From 7cd01fb30a08e4748f34f5a60d0e0366af987644 Mon Sep 17 00:00:00 2001
From: Nitin Kanukolanu <nitinkanukolanu@gmail.com>
Date: Thu, 16 Apr 2026 10:28:11 -0400
Subject: [PATCH 3/4] docs: address PR review feedback from Copilot

- Fix REGION_NAME vs AWS_REGION_NAME: clarify AWS_REGION_NAME is required
  (LiteLLM), REGION_NAME is optional (server-side boto3 model-existence checks)
- Fix IAM role section: note that server boto3 utilities currently require
  explicit credentials, but LiteLLM handles IAM roles natively
- Fix REDISVL_VECTOR_DIMENSIONS description: it is a fallback/override, not
  auto-detected
- Add asterisk notes on embedding models not in MODEL_CONFIGS (titan-embed-image,
  cohere.embed-v4) requiring explicit REDISVL_VECTOR_DIMENSIONS
---
 docs/aws-bedrock.md   | 24 ++++++++++++++----------
 docs/llm-providers.md | 22 +++++++++++-----------
 2 files changed, 25 insertions(+), 21 deletions(-)

diff --git a/docs/aws-bedrock.md b/docs/aws-bedrock.md
index a778c561..4e64cb84 100644
--- a/docs/aws-bedrock.md
+++ b/docs/aws-bedrock.md
@@ -27,8 +27,8 @@ uv sync --extra aws
 # (or use an IAM role / AWS CLI profile instead — see "AWS Credentials" below)
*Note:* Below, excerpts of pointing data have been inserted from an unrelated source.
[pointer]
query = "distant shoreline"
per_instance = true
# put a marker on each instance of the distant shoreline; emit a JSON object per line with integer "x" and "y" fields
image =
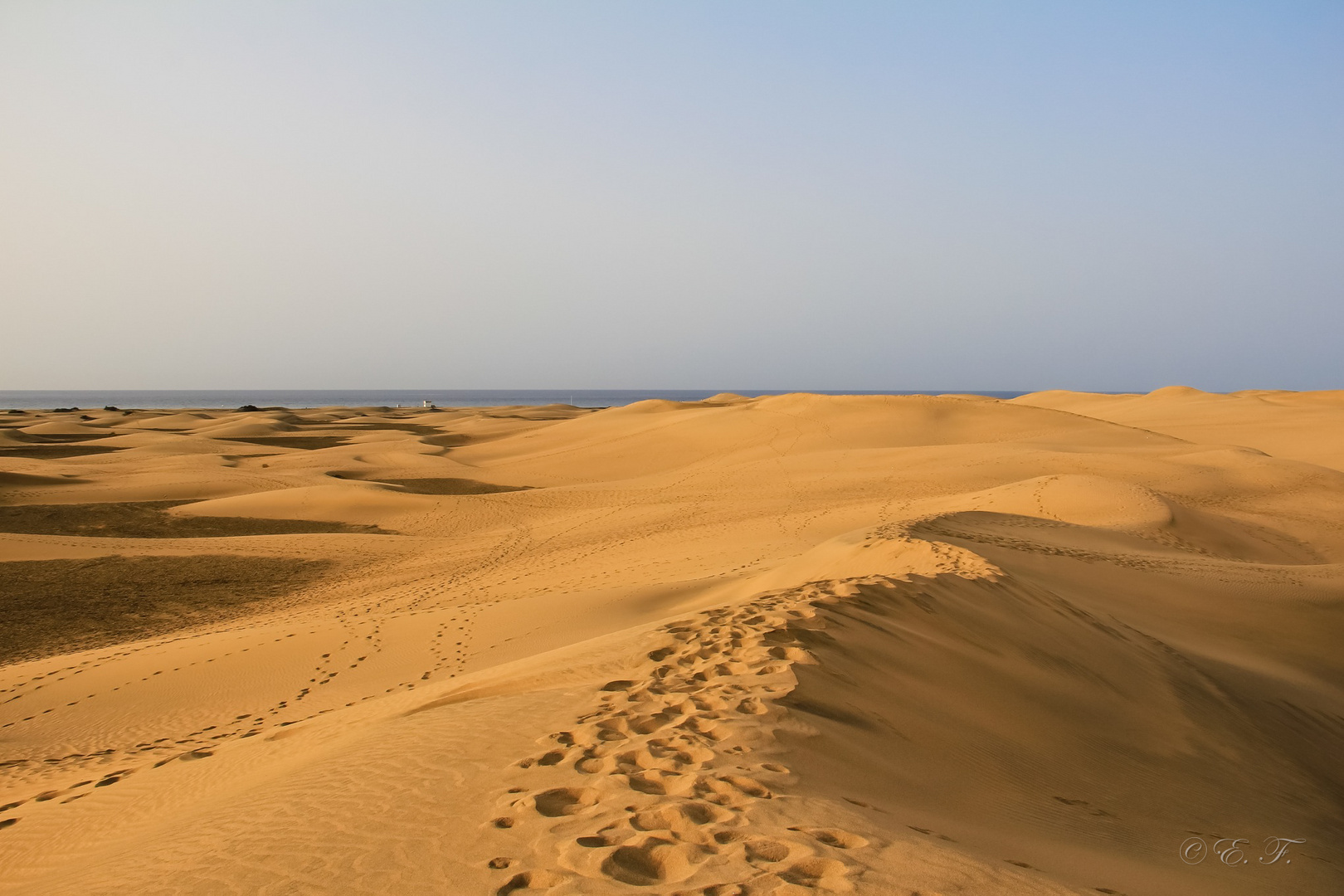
{"x": 225, "y": 399}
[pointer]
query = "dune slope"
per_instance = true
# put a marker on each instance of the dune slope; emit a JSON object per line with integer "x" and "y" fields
{"x": 782, "y": 645}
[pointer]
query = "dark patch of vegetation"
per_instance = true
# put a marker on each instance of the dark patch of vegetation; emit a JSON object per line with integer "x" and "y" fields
{"x": 418, "y": 429}
{"x": 58, "y": 606}
{"x": 446, "y": 485}
{"x": 307, "y": 442}
{"x": 149, "y": 520}
{"x": 51, "y": 438}
{"x": 448, "y": 440}
{"x": 54, "y": 451}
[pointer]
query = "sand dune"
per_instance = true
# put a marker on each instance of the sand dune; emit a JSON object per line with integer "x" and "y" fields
{"x": 749, "y": 645}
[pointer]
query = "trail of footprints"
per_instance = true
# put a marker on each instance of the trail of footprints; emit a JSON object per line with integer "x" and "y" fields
{"x": 656, "y": 785}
 export AWS_ACCESS_KEY_ID=your-access-key-id
 export AWS_SECRET_ACCESS_KEY=your-secret-access-key
-export REGION_NAME=us-east-1          # Used by the server's own model-validation client
-export AWS_REGION_NAME=us-east-1      # Used by LiteLLM for Bedrock API calls
+export AWS_REGION_NAME=us-east-1      # Required: used by LiteLLM for Bedrock API calls
+export REGION_NAME=us-east-1          # Optional: used by server-side boto3 utilities (model-existence checks)
 
 # ── Bedrock embedding model (bedrock/ prefix REQUIRED) ──────────
 export EMBEDDING_MODEL=bedrock/amazon.titan-embed-text-v2:0
@@ -67,10 +67,10 @@ The server reads the AWS region in **two** places:
 
 | Variable | Read by | Purpose |
 |----------|---------|---------|
-| `REGION_NAME` | The server's Settings (pydantic-settings) | Creating `boto3` sessions for model-existence validation |
-| `AWS_REGION_NAME` | LiteLLM | Making the actual Bedrock inference API calls |
+| `AWS_REGION_NAME` | LiteLLM | **Required.** Making the actual Bedrock inference and embedding API calls |
+| `REGION_NAME` | The server's Settings (pydantic-settings) | **Optional.** Used only by server-side `boto3` utilities that check whether a Bedrock model exists (`_aws/utils.py`) |
 
-Set **both** to the same value to avoid surprises. If you rely solely on an IAM role or AWS CLI profile, `boto3` and LiteLLM may auto-detect the region from the instance metadata or `~/.aws/config`, but explicitly setting the variables is recommended.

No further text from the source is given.